Prime Minister Scott Morrison has said the government is already spending $40 million on a campaign to promote CCP virus vaccines to targeted priority groups, including older adults and aged care residents, amid a push for an urgent marketing effort to combat broader vaccine hesitancy.
Morrison said there’s no point in targeting promotional vaccine messages to people in their 30s because they aren’t currently eligible to get vaccinated.
But Australian Medical Association (AMA) Deputy President Chris Moy wants a more effective national strategy to motivate people who are in no rush to get one of the vaccines on offer.
“At the moment, given we have no COVID [in Australia] and we’re living in this really gilded cage, which is disconnected from the world, people do not perceive a risk, and all they’re hearing is the negatives,” Moy told ABC radio on Thursday.
Moy wants to convince people to roll up their sleeves by promoting the benefits of getting a jab.
Promoting the benefits is the focus of the New Zealand government’s vaccination campaign ad, which likens getting a vaccine to a “metaphorical door to freedom.”
The AMA deputy president used the high prevalence overseas of COVID-19, the disease caused by the CCP (Chinese Communist Party) virus, to warn that Australians were “sitting ducks” until a significant proportion of the country gets vaccinated.

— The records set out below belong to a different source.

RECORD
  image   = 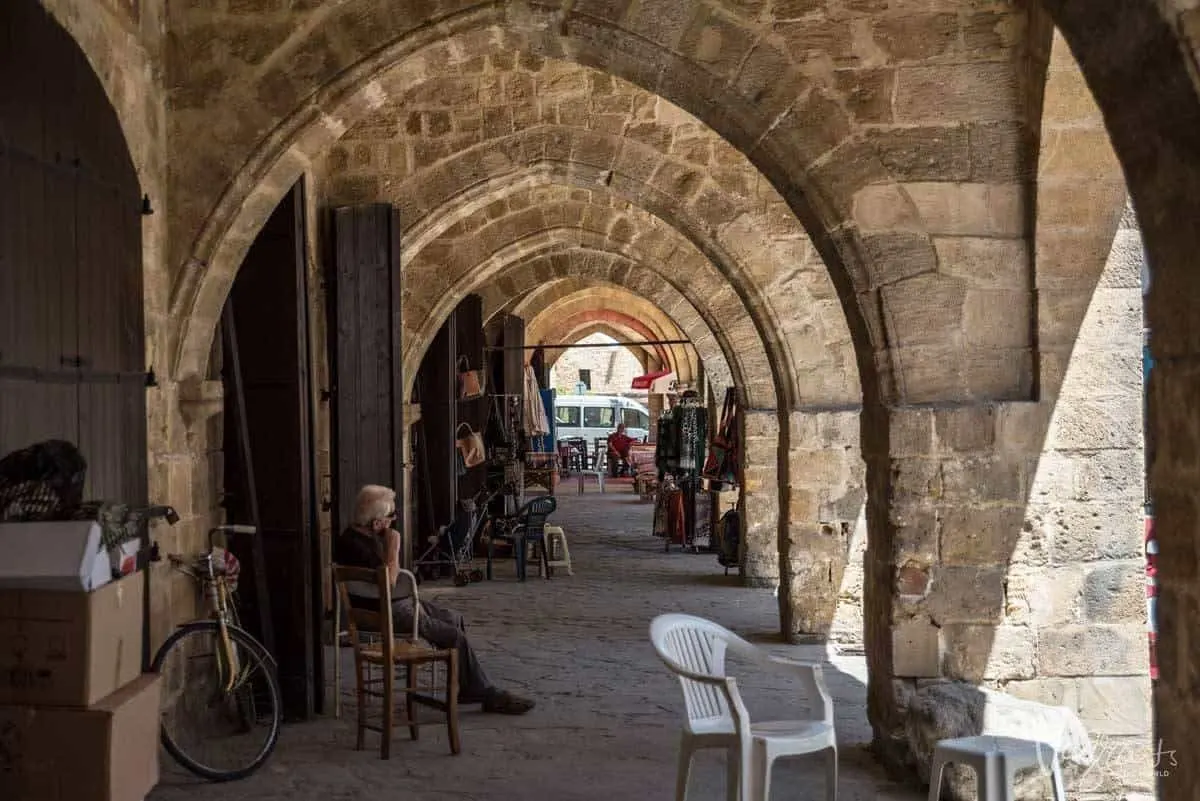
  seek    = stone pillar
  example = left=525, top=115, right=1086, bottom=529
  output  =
left=742, top=409, right=785, bottom=586
left=779, top=411, right=865, bottom=638
left=646, top=392, right=662, bottom=442
left=1147, top=261, right=1200, bottom=801
left=864, top=404, right=1040, bottom=764
left=865, top=401, right=1150, bottom=793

But Morrison argued the campaign would ramp up later this year as more people become eligible and big shipments of Pfizer vaccines arrived.
“There’s no point talking to people who are 30 years old at the moment because they can’t go and get a vaccine,” he told 3AW radio on Thursday.
“We’re talking to those who are eligible for the vaccine at the moment, which is over 50s and particularly those who are over 70 and in residential aged care facilities.”
This comes after figures from a poll by The Sydney Morning Herald and The Age with research company Resolve Strategic showed that around 29 percent of people said they were unlikely to get vaccinated.
According to the poll, of these people, around 50 percent said their main reason for not getting the vaccine was nervousness about the side effects for their age group—such as the rare but serious blood clots that were in April officially linked to the AstraZeneca vaccine for people under 50.
Not knowing enough about the vaccines was the second biggest reason (38 percent), and wanting to wait until more people have been vaccinated was the third biggest reason (32 percent).
About 21 percent, or one in five, said they felt no rush to get the jab because there was no international travel, and a further 21 percent said they were not in a priority group and could wait.
The prime minister addressed the figures on Wednesday, saying he was not “overly troubled” that 29 percent of people say they’re unlikely to get a CCP virus vaccine. Instead, he told 2GB radio he’d rather focus for now on the 70 percent who want to have it.
“So let’s just get on with them,” he said. “There’s plenty of time to have the chat with the others who are a bit hesitant; that’s alright, it’s a free country.”
More than 3.2 million Australians have now received a COVID-19 vaccination, with the daily pace of the rollout increasing as the program expands.
This week the federal government reported its largest uptake, with 95,000 vaccine doses administered a single day.